Guillard is a Texas-based social media commentator, and accused Scofield of arranging the murder of Xana Kernodle, her boyfriend Ethan Chapin, and Kernodle’s roommates Maddie Mogen and Kaylee Goncalves in their Moscow (Idaho) house on Nov. 13. In one video, Guillard said that Scofield conspired with an anonymous University of Idaho student, identified only as J.D., to murder the students.
The complaint states that Scofield was in Oregon with her husband visiting friends when the murders occurred.
The filing describes Guillard as “a purported internet sleuth” who “decided to use the community’s pain for her online self-promotion.” It further described how Guillard “promotes herself on Amazon and TikTok as an Internet sleuth that solves high-profile unsolved murders by consulting Tarot cards, and performing other readings, to obtain information about the murders.”
The case makes out a clearly viable defamation claim. The postings of these videotapes accuse the professor of murdering four students and have caused considerable damage to her reputation.
What is interesting is that Guillard is not apparently focusing on a defense that this was mere opinion. Rather she is relying on the classic defense of “truth.” Truth is always a defense to defamation since a published fact must be false as well as harmful.
In many of these high-profile cases, counsel attempts to portray the representations as opinion. That was the case with the litigation over the false claims made against former Rep. Gary Condit by the late Dominick Dunne.
The First Amendment limits the scope of defamation in some cases. As one court noted, “‘rhetorical hyperbole,’ ‘vigorous epithet[s],’ ‘lusty and imaginative expressions[s] of . . . contempt,’ and language used ‘in a loose, figurative sense’ have all been accorded constitutional protection.” Ferlauto v. Hamsher 74 Cal.App.4th 1394, 1401 (1999)
Moreover, what constitutes an opinion as opposed to a factual claim is generally left to a jury: “some statements are ambiguous and cannot be characterized as factual or nonfactual as a matter of law. ‘In these circumstances, it is for the jury to determine whether an ordinary reader would have understood the article as a factual assertion…’” Kahn v. Bower, 232 Cal.App.3d 1599, 1608 (1991).

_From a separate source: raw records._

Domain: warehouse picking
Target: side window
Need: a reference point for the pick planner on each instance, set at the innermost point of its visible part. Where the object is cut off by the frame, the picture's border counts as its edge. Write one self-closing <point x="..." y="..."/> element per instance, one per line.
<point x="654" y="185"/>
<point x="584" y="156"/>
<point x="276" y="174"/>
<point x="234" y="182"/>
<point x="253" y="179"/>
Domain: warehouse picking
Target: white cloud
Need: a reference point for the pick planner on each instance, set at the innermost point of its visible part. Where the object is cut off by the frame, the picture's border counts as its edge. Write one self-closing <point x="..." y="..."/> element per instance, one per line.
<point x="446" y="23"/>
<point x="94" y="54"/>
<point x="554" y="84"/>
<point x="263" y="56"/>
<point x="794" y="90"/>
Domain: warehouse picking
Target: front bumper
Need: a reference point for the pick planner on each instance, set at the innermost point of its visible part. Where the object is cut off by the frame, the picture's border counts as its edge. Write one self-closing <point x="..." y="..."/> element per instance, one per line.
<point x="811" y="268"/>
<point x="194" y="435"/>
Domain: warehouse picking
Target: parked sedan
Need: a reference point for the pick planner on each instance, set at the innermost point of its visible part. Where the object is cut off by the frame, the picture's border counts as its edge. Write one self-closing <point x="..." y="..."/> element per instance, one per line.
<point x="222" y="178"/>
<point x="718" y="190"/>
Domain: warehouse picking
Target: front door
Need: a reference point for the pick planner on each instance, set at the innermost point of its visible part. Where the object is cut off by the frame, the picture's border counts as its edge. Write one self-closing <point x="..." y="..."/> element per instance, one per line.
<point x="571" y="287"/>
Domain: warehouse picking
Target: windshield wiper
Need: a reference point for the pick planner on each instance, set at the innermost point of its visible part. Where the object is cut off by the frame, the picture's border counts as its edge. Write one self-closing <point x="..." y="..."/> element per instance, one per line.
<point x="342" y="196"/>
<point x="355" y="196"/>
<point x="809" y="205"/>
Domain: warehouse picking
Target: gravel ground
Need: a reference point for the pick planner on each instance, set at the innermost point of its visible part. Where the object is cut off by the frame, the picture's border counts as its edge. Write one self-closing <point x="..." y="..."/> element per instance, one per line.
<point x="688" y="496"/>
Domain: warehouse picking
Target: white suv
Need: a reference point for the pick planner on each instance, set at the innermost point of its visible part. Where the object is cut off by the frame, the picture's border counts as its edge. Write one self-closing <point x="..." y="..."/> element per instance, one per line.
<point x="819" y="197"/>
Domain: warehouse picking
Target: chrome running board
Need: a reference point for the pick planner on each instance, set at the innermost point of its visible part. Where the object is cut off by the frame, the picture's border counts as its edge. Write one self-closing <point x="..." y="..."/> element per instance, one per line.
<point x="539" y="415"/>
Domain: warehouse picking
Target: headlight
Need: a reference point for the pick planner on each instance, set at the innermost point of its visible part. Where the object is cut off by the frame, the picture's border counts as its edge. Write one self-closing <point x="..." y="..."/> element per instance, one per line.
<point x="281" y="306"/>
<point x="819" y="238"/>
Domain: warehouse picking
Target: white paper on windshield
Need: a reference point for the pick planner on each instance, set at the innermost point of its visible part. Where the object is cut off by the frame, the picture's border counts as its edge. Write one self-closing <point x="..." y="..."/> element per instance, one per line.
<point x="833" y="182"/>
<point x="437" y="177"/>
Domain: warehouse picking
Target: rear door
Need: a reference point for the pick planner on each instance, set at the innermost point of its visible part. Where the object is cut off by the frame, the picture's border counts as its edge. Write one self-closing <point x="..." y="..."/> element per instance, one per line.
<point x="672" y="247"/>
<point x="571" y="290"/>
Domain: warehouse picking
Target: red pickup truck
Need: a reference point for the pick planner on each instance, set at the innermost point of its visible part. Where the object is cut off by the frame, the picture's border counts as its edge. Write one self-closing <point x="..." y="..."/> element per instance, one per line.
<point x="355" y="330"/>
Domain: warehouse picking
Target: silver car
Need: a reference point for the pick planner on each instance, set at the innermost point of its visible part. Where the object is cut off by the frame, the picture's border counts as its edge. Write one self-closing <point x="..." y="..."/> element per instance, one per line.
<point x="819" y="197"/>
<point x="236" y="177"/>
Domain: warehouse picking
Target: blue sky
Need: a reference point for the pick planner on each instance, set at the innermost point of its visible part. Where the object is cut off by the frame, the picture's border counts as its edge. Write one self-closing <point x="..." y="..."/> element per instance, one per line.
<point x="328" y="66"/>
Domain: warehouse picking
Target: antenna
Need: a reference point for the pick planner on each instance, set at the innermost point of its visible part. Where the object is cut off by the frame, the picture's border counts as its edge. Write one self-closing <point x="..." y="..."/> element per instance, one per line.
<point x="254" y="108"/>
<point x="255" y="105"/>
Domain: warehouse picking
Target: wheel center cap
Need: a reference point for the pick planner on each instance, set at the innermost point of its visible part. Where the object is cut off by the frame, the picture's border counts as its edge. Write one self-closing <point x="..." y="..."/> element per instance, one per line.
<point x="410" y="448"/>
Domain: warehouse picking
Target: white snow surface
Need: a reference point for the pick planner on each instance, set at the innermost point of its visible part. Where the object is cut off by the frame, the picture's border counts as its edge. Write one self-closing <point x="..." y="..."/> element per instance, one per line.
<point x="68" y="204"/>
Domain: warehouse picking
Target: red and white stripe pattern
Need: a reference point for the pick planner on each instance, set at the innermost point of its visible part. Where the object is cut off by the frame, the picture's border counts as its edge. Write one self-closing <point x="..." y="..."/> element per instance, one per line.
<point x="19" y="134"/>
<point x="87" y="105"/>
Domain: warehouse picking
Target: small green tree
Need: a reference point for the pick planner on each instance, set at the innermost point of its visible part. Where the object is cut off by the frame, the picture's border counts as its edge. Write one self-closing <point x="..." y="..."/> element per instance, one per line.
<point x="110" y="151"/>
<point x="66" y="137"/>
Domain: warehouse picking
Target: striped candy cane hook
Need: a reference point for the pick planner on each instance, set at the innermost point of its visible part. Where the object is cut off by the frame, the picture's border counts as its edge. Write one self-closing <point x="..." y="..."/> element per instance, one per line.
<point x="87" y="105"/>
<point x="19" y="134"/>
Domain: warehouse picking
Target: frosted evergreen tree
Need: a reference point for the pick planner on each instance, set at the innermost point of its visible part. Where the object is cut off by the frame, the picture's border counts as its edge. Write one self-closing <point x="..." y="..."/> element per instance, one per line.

In Wilkow v. Forbes, Inc., 241 F.3d 552 (7th Cir. 2001), opinion prevailed as a defense. In that case, a journalist with Forbes was sued for harsh characterizations of a lawyer and his practice. Judge Frank Easterbrook wrote that “although the article drips with disapproval of Wilkow’s (and the judges’) conduct, an author’s opinion about business ethics isn’t defamatory under Illinois law.”
Like Dunne, however, Guillard was making very specific claims as well as suggesting that she had “solved” the case with her own sleuthing of publicly available evidence. It went beyond mere opinion.
The Complaint notes that Guillard was warned not just by counsel for Scofield but others about the clearly defamatory character of her published remarks: “Many TikTok users warned Guillard that her statements were false and that she was defaming Professor Scofield, among others.”
Guillard not only persisted but seemed to double down. She continued to insist that she will prove that Scofield killed the students and even expressed joy at being sued:
“I am actually gleaming with excitement . . . People just don’t get it, like I’ve been against people big and small, corporations and giants and systemic policies [and] racism and won. They all regret coming against me. All of them…Now Rebecca is going to be added to that list of regretful people.”
It remains a mystery why Guillard picked out Professor Scofield for this vile public accusation. There is no evidence that appears to link the professor to any of the students or the murders.
While Guillard may prove effectively “judgment proof” (I am not sure what a TikTok star makes from such notoriety), the lawsuit is well based and unlikely to be dismissed by the court.